Business asset disposal relief
Business asset disposal relief (formerly known as entrepreneurs relief) is a special reduction in CGT available to share investors in particular circumstances. If you qualify for this relief, you will pay only 10% in capital gains tax instead of 20% or 28%.
The rules for this relief are detailed, you can read them here. In summary; it is available if you:
Owned more than 5% of the companies shares for at least two years before you sold the shares
Worked for the company as an employee or director.
This relief is designed to apply to entrepreneurs who owned staked in their own personal business or even some angel investors who take a seat on the board of directors and actively work with a company to help it grow.
Other schemes are available for private investors who make equity investments into unlisted businesses. These are known as Enterprise Investment Schemes (EIS) and Venture Capital Trusts.
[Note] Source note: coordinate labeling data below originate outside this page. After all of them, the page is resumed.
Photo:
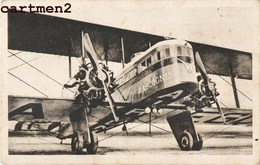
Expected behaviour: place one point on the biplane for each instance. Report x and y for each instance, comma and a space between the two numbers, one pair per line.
162, 73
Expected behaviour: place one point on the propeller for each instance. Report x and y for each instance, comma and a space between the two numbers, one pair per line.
100, 73
209, 86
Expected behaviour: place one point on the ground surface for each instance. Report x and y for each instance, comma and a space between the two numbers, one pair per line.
218, 140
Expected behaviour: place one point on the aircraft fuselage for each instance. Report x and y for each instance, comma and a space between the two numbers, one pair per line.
166, 71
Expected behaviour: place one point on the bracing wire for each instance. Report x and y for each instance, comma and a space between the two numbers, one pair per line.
38, 70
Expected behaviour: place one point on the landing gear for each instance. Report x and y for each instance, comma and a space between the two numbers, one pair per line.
183, 128
91, 147
186, 141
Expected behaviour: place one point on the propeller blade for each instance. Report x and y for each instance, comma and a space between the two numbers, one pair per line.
201, 67
110, 101
101, 75
218, 106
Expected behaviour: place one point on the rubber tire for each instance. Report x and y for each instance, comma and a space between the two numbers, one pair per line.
93, 146
198, 145
74, 143
186, 141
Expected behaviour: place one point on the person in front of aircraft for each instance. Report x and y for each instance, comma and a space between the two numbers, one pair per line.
78, 110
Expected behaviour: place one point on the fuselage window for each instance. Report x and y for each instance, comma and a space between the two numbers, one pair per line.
143, 63
167, 52
149, 61
127, 77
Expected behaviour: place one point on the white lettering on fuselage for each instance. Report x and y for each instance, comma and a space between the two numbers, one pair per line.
155, 81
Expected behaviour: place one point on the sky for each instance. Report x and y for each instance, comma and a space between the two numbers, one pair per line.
231, 24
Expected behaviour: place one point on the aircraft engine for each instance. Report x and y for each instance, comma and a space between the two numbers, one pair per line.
94, 89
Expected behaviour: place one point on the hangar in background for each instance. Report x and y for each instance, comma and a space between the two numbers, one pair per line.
60, 36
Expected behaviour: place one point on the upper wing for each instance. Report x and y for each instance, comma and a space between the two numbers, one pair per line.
53, 35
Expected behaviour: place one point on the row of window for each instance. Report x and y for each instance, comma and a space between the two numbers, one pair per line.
183, 56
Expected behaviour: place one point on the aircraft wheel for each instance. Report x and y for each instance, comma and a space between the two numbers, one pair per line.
75, 148
186, 141
93, 146
198, 145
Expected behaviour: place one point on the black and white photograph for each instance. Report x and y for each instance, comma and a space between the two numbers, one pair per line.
130, 82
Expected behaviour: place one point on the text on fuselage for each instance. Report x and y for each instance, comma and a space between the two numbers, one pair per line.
155, 81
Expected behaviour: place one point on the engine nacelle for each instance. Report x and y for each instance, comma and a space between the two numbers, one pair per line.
92, 87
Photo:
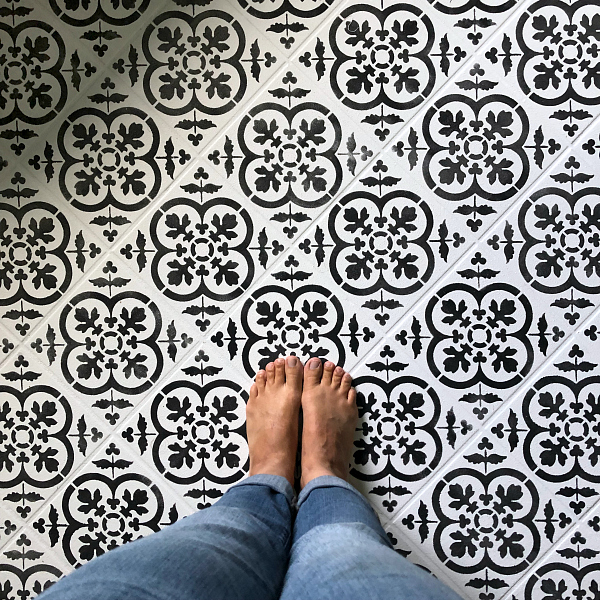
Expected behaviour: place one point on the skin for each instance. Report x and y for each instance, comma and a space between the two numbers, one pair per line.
330, 415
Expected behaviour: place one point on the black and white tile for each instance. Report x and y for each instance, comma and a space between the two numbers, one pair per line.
189, 189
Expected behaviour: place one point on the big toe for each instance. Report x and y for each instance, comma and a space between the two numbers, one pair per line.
293, 372
312, 372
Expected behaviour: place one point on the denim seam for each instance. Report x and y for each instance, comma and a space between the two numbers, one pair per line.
118, 587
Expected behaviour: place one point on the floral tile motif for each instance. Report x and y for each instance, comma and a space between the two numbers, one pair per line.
190, 189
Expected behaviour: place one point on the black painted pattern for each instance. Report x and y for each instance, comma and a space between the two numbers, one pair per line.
190, 189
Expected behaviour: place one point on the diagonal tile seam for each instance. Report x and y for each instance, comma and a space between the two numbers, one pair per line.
318, 217
544, 558
316, 222
505, 405
75, 95
321, 217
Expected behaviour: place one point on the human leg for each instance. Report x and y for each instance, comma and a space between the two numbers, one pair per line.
339, 548
236, 549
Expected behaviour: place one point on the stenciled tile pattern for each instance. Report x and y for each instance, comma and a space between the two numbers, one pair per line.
192, 188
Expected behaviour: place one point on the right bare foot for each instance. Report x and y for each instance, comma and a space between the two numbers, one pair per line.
329, 420
272, 418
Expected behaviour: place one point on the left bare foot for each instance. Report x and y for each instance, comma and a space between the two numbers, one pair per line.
272, 418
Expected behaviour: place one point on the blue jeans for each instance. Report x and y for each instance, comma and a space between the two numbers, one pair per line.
249, 547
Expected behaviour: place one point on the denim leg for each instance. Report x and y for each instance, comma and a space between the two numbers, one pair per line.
341, 551
236, 549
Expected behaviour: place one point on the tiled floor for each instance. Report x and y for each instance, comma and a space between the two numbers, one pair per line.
191, 188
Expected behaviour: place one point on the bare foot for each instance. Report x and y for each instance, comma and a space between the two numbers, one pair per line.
272, 418
330, 415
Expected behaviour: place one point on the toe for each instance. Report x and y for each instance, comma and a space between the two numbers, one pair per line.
352, 395
336, 379
270, 372
312, 372
261, 380
280, 371
346, 382
293, 372
253, 391
328, 368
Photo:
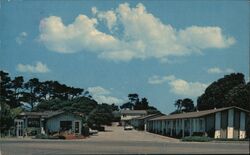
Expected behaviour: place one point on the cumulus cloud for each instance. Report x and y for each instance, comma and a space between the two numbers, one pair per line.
109, 17
102, 95
98, 90
179, 86
21, 37
140, 35
217, 70
39, 67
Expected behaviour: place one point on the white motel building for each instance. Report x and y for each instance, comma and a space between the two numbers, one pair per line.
221, 123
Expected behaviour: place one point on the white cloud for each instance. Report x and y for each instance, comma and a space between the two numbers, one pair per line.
217, 70
21, 37
185, 88
39, 67
140, 35
109, 17
159, 80
179, 86
102, 95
You can read more about these in the linked articles or check out the best venture capital books.
How are the investments themselves taxed?
It is worthwhile appreciating that an investor isn’t only affected by tax collected by HMRC on dividends, gains and other income. Investors also pay tax indirectly on their investments, within the companies or funds they invest in.
Companies in the UK pay corporation tax of 19% on trading profits before they can be distributed as dividends (check the latest rate here). Companies that primarily act as investment funds, such as investment trusts, exchange traded funds and real estate investment trusts can qualify for a beneficial tax regime that reduces the amount of tax suffered within the fund. This can make these specialist investments a more tax-efficient way to hold investments and property.
Creating a tax shield – the stocks & shares ISA
To avoid investment tax with ease and simplify your tax return, you should consider opening a stocks and shares ISA.
A stocks and shares ISA is a type of UK stockbroker account that allows you to hold shares, funds, bonds and cash.
You do not need to declare, or pay tax on any dividend income, interest income or capital gains arising from investments held in a stocks & shares ISA. It’s that simple.
There are countless ISA providers in the UK. The full list of stocks & shares ISA providers is staggering. To help you find a good account, we’ve shortlisted the best stocks and shares ISAs on our page: the best stocks & shares ISAs.
The only catch is that the amount of money you can subscribe to any type of ISA is capped each year at £20,000 (check latest limit here). It goes without saying that you should consider utilising this allowance each year before making investments in generic investing apps or investing platforms because it’s a no-brainer to pick an account that will exempt your investments from tax.
How are investments taxed? Conclusion
I hope you’ve enjoyed this article explaining how investments are taxed. All successful investors have a sound grasp on how investments are taxed, and they try to minimise the amount of tax they need to pay. However, tax is never the primary factor a sophisticated investor would use to decide what to invest in. Tax is only a percentage of income or profit. Basic economics books and business books would expect more effort to be put into finding great investments which produce high levels of income and profit in the first place.